CREATE TABLE with Hive format

Applies to: check marked yes Databricks Runtime

Defines a table using Hive format.

Syntax

CREATE [ EXTERNAL ] TABLE [ IF NOT EXISTS ] table_identifier
    [ ( col_name1[:] col_type1 [ COMMENT col_comment1 ], ... ) ]
    [ COMMENT table_comment ]
    [ PARTITIONED BY ( col_name2[:] col_type2 [ COMMENT col_comment2 ], ... )
        | ( col_name1, col_name2, ... ) ]
    [ ROW FORMAT row_format ]
    [ STORED AS file_format ]
    [ LOCATION path ]
    [ TBLPROPERTIES ( key1=val1, key2=val2, ... ) ]
    [ AS select_statement ]

row_format:
    : SERDE serde_class [ WITH SERDEPROPERTIES (k1=v1, k2=v2, ... ) ]
    | DELIMITED [ FIELDS TERMINATED BY fields_terminated_char [ ESCAPED BY escaped_char ] ]
        [ COLLECTION ITEMS TERMINATED BY collection_items_terminated_char ]
        [ MAP KEYS TERMINATED BY map_key_terminated_char ]
        [ LINES TERMINATED BY row_terminated_char ]
        [ NULL DEFINED AS null_char ]

The clauses between the column definition clause and the AS SELECT clause can appear in any order. For example, you can write COMMENT table_comment after TBLPROPERTIES.

Note

You must specify either the STORED AS or ROW FORMAT clause. Otherwise, the SQL parser uses the CREATE TABLE [USING] syntax to parse it and creates a Delta table by default.

Parameters

  • table_identifier

    A table name, optionally qualified with a schema name.
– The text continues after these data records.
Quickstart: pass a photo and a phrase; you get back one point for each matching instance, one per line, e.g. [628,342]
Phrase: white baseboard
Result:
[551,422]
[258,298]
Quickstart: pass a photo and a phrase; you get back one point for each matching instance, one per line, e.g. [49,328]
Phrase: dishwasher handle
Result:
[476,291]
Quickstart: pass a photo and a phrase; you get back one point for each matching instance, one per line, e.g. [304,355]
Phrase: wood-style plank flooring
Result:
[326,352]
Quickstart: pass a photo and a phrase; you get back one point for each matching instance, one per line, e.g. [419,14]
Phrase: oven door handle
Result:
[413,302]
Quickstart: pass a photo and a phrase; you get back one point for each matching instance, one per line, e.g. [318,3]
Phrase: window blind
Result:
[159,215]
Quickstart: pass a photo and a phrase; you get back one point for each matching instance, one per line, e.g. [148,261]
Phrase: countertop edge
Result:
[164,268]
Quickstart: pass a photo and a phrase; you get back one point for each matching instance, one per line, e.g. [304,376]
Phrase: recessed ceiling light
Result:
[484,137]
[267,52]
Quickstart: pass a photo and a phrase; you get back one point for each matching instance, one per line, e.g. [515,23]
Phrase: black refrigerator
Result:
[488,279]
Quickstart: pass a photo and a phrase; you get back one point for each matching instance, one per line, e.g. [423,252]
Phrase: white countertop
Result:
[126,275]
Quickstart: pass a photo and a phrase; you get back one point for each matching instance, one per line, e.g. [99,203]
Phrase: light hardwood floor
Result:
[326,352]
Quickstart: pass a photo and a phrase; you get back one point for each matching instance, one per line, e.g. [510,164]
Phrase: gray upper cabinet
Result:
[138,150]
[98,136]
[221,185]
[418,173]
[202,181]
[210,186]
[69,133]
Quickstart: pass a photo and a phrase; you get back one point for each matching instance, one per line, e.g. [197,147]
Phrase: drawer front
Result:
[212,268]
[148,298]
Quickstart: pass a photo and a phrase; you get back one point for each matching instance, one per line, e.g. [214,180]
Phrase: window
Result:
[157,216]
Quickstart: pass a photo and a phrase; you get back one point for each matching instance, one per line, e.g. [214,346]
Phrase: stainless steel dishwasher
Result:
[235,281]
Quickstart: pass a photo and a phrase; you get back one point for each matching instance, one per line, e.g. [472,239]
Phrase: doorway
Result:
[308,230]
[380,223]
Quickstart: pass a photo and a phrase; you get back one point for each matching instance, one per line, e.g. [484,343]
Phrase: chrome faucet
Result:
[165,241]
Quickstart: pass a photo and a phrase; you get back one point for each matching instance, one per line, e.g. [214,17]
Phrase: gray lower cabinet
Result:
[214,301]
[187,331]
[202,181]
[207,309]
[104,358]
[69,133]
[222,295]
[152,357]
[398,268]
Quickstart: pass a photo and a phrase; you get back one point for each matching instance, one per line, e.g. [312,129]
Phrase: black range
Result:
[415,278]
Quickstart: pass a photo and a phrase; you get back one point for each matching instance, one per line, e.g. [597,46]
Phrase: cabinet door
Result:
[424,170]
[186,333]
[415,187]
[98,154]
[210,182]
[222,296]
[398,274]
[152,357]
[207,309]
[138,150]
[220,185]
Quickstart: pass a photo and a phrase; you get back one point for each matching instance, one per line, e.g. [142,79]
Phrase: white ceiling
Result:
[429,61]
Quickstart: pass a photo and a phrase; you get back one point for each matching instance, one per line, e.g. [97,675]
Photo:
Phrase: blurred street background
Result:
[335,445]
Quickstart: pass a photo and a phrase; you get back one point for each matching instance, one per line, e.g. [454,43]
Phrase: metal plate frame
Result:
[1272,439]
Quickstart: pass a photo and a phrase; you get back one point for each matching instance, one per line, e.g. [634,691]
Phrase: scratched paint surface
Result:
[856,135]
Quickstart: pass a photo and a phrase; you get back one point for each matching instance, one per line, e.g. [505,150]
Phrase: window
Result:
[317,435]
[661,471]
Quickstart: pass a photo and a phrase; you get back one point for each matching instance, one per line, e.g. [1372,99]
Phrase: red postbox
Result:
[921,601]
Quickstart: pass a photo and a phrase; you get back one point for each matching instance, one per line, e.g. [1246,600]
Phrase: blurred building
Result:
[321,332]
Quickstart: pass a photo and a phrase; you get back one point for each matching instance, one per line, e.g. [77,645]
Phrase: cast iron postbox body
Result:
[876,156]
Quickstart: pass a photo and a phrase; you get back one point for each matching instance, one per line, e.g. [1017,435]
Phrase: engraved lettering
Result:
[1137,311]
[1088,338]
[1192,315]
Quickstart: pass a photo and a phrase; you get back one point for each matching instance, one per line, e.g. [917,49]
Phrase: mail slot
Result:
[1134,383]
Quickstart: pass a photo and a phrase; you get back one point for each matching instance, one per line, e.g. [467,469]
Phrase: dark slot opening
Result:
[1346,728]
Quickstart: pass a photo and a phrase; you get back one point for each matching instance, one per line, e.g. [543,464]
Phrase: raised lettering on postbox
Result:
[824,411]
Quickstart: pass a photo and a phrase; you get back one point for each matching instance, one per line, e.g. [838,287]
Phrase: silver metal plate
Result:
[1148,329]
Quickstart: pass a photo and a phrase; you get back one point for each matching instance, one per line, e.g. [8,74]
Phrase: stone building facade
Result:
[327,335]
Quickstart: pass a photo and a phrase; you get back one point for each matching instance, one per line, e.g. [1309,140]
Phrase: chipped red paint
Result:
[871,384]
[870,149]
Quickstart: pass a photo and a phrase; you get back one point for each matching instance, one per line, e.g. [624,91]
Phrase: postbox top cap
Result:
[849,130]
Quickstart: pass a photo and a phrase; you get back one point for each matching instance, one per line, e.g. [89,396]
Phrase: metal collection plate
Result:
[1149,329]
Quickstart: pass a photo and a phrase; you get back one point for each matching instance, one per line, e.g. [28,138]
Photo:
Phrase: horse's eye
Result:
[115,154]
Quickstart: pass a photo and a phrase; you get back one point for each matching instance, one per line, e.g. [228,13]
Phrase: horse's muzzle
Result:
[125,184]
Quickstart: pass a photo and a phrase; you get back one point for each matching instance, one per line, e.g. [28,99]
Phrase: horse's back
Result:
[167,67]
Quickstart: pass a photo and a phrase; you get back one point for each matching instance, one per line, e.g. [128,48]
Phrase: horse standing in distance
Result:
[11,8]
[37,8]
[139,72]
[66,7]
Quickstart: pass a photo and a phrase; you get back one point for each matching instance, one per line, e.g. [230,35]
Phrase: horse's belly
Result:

    Syntax: [schema_name.] table_name

  • EXTERNAL

    Defines the table using the path provided in LOCATION.

  • PARTITIONED BY

    Partitions the table by the specified columns.

  • ROW FORMAT

    Use the SERDE clause to specify a custom SerDe for one table. Otherwise, use the DELIMITED clause to use the native SerDe and specify the delimiter, escape character, null character and so on.

  • SERDE

    Specifies a custom SerDe for one table.

  • serde_class

    Specifies a fully-qualified class name of a custom SerDe.

  • SERDEPROPERTIES

    A list of key-value pairs used to tag the SerDe definition.

  • DELIMITED

    The DELIMITED clause can be used to specify the native SerDe and state the delimiter, escape character, null character and so on.

  • FIELDS TERMINATED BY

    Used to define a column separator.

  • COLLECTION ITEMS TERMINATED BY

    Used to define a collection item separator.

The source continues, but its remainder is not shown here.